I recently came across a LinkedIn blogpost by Tim Rogers entitled, Who should we insist wear Health Tech? In it, he advocates the use of various wearable technologies as ways of improving individuals’ health, and then speculates about the potential benefits that these could bring to wider society. On the face of it, it all sounds reasonable and straightforward.
However, I find the use of the verb "insist" in the post’s title revealing. As often seems to be the case, there is also a "we" doing the insisting of some unnamed others. So power and politics are very much in play here (as they always will be, of course) even though these underlying dynamics of human interaction will rarely if ever be acknowledged when the use of such technologies is advocated. The same could be said about the morality of the whys, whats, and hows of their deployment. In a similar vein, the word “opportunity” usually features prominently – as it does here. But one person’s opportunity is another person’s threat, as they (almost) say.

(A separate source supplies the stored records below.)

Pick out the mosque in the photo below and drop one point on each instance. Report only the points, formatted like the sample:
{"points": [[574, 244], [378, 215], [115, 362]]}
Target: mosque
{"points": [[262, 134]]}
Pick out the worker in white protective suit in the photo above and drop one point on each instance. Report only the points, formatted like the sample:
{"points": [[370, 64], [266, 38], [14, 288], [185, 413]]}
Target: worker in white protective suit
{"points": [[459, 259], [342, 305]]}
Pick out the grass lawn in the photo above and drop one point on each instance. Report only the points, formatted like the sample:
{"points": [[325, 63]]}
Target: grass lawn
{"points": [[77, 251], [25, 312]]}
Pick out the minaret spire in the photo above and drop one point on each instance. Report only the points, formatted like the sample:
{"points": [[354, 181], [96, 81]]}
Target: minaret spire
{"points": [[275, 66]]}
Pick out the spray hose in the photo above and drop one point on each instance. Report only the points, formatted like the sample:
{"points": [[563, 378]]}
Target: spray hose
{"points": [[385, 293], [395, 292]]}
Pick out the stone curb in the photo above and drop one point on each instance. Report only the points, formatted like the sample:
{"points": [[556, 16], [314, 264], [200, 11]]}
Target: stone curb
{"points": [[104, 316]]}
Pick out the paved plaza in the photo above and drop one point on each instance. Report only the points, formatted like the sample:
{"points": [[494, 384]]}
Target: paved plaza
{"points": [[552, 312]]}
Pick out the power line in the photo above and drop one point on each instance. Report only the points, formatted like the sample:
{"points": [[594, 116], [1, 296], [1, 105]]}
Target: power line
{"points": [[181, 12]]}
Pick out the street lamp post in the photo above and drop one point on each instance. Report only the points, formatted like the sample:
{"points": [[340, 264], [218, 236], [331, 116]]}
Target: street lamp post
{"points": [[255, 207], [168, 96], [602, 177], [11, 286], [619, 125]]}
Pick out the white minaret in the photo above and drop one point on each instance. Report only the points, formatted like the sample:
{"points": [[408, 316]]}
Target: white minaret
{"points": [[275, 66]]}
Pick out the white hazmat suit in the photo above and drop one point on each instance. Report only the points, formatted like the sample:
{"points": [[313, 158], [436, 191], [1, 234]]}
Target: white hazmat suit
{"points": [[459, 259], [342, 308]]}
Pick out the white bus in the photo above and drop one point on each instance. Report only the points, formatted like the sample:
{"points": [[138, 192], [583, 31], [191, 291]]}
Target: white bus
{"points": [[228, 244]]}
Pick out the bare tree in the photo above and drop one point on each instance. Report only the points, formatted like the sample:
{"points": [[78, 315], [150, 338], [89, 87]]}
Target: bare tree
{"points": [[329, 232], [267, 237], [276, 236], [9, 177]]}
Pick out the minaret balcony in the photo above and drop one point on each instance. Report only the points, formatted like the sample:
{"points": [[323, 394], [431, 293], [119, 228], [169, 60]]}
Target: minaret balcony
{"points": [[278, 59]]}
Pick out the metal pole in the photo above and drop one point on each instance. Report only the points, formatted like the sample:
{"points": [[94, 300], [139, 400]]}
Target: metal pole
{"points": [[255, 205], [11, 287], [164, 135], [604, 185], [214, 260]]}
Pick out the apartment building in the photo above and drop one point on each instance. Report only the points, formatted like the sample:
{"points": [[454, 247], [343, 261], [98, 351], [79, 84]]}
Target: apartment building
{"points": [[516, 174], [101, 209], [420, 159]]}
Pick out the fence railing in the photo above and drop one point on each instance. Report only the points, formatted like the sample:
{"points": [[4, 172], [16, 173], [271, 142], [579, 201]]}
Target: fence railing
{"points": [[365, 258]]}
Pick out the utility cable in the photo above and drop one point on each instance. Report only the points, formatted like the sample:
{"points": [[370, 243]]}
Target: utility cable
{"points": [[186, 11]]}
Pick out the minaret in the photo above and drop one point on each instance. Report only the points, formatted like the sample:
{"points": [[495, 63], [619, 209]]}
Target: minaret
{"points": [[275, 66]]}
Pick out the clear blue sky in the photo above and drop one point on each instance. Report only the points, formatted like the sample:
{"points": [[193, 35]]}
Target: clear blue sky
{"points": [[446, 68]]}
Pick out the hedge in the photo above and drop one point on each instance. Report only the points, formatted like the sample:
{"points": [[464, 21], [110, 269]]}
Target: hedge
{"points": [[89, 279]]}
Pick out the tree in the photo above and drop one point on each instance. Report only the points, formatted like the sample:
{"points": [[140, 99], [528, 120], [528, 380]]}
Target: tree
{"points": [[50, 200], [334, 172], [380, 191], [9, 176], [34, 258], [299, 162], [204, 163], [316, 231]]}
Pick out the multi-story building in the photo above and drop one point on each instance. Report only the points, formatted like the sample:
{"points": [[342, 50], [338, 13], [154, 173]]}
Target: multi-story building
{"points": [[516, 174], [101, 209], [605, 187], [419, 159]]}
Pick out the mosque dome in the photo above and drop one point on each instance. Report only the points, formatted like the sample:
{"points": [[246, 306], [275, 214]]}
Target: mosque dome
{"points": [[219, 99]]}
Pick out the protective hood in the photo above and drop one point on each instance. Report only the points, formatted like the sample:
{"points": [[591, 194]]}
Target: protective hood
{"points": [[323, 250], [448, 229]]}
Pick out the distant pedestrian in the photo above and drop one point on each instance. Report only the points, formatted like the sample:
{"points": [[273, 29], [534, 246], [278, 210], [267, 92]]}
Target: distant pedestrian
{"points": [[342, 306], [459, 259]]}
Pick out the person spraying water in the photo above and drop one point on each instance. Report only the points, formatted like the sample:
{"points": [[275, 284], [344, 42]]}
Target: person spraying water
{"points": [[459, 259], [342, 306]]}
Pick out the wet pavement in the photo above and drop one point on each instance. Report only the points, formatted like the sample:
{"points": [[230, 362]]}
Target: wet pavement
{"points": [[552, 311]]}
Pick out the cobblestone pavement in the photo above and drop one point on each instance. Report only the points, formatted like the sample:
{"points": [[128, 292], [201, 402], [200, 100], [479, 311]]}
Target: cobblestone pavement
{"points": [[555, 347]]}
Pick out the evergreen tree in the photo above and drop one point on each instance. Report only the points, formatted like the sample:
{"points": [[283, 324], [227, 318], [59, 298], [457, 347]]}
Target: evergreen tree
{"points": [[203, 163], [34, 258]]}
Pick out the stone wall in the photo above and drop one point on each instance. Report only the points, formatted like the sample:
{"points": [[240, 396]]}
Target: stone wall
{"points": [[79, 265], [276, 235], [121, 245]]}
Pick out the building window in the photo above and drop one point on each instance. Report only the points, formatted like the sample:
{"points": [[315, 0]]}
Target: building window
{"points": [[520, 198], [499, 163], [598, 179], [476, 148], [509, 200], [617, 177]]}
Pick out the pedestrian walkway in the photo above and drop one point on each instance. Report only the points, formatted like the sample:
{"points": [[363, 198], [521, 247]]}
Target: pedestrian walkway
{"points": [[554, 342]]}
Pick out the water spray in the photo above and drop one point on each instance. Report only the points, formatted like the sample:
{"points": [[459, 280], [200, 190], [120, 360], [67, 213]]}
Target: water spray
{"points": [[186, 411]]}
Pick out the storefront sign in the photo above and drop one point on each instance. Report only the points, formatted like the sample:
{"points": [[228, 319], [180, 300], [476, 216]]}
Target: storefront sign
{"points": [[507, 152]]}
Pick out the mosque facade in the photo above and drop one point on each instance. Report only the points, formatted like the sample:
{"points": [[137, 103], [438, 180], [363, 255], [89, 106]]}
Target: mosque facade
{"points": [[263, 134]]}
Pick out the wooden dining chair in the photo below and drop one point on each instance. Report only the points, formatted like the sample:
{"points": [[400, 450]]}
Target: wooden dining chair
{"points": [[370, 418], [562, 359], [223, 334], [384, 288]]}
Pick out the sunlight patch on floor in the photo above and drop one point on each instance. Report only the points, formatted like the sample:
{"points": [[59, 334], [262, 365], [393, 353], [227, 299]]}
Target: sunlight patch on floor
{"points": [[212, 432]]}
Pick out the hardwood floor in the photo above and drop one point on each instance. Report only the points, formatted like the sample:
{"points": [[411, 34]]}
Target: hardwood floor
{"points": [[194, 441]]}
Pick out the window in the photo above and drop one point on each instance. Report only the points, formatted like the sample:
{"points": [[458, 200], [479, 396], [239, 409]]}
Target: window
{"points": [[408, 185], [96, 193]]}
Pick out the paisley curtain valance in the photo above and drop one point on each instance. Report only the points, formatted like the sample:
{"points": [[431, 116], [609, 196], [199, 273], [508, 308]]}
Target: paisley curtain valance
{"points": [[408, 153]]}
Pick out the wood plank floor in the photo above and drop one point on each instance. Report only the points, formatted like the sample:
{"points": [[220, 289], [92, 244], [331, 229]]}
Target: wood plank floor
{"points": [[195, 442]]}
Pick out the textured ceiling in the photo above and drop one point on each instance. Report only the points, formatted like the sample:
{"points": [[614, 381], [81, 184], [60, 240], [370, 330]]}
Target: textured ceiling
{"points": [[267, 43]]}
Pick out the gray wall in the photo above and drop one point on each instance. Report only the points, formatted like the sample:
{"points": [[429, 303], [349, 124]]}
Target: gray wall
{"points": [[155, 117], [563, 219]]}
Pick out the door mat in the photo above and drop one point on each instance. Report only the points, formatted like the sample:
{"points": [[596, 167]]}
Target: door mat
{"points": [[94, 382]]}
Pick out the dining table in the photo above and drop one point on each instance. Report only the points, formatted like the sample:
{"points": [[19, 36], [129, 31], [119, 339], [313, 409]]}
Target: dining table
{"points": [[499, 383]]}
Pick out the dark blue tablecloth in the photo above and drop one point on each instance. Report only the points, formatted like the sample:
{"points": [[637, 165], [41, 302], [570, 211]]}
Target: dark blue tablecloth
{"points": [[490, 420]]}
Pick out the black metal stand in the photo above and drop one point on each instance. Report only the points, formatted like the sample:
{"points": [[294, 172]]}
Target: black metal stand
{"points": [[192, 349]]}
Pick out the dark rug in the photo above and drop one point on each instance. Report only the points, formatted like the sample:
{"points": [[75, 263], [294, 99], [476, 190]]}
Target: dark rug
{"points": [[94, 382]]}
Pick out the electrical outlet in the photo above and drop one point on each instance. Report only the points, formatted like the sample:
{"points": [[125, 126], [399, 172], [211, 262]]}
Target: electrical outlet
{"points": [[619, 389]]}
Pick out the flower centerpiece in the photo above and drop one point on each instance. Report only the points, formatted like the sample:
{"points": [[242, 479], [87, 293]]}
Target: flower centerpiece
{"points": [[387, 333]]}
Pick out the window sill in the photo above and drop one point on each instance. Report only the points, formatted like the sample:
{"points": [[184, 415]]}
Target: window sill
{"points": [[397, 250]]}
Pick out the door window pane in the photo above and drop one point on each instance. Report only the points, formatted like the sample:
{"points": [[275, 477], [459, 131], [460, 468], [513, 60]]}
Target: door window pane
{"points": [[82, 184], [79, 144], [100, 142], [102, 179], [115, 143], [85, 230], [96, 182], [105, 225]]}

What concerns me most is that proponents seem to take it for granted that all such developments are unquestionably good - invented by 'good' people, with the intention of doing 'good' things, for the 'good' of other individuals, and thereby enhancing the common 'good'. The real-world dynamics of human interaction are conveniently ignored, in favour of a utopian view in which there is universal wellbeing, co-operation and harmony. A similar pattern can be found in relation to a lot of the stuff that is advocated as a way of ‘dealing with’ complexity.